When Madara didn't answer her or make a move for the food, Sakura cocked her head curiously to the side. "Does your head hurt?" she asked.
He thought of refusing to answer her, but that seemed counterproductive so he merely nodded. She immediately pressed her fingertips to his temples, cooling chakra rushing to alleviate his pain.
"My research plan for now is to fill out a chart I've created that will map out each of your emotions and how they are affected by your curse," she explained, her voice clinical and certain. "Do you feel in tune with your emotions, Uchiha-sama?"
Madara reached for a slice of mango from the tray beside the bed and popped it into his mouth. "No," he answered because he wasn't really sure how else to answer a question like that.
"Would you consider yourself an emotional person?" she asked.
Madara paused as he mulled this over. "No."
Sakura frowned, and it was clear from her expression that she seemed to disagree.

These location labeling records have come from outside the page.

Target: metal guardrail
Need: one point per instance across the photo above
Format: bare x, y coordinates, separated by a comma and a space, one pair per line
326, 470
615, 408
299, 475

Something about the look on her face was soft and sad in a way that made Madara feel a little angry. It pulled a little more darkness into his head, seeping through the cracks in Sakura's chakra.
She seemed surprised, her fingers floating away from him with shock. They hovered in front of his face for a moment before she reached for his temples again and resumed her chakra funneling like nothing had happened.
"Do you have a favorite emotion?" she asked, her fingers faltering a little bit on his brow. He looked up at her, noting her rigid posture and the way her body was angled tensely around his. He would like to have hoisted her up onto his lap where she would be more comfortable, but he knew she wouldn't like that.
"No," he said again.
Sakura sighed, and she did not seem amused by his new single-word vocabulary. Instead of commenting on it, she reached for her notebook and pulled it open, setting it beside Madara's leg on the bed.
"Alright, then," she said. "I'll try to make this quick for you, Uchiha-sama."
Madara resisted the urge to sigh as she straightened her arms and closed her eyes. Her chakra filled his head, jarring but not exactly unpleasant. He was used to the feeling now, even though he felt a little unsettled about the way Sakura had woken him up.
But since she was supposed to be the expert, he let her do her thing and put up no fuss. He merely grazed on the breakfast she had brought him.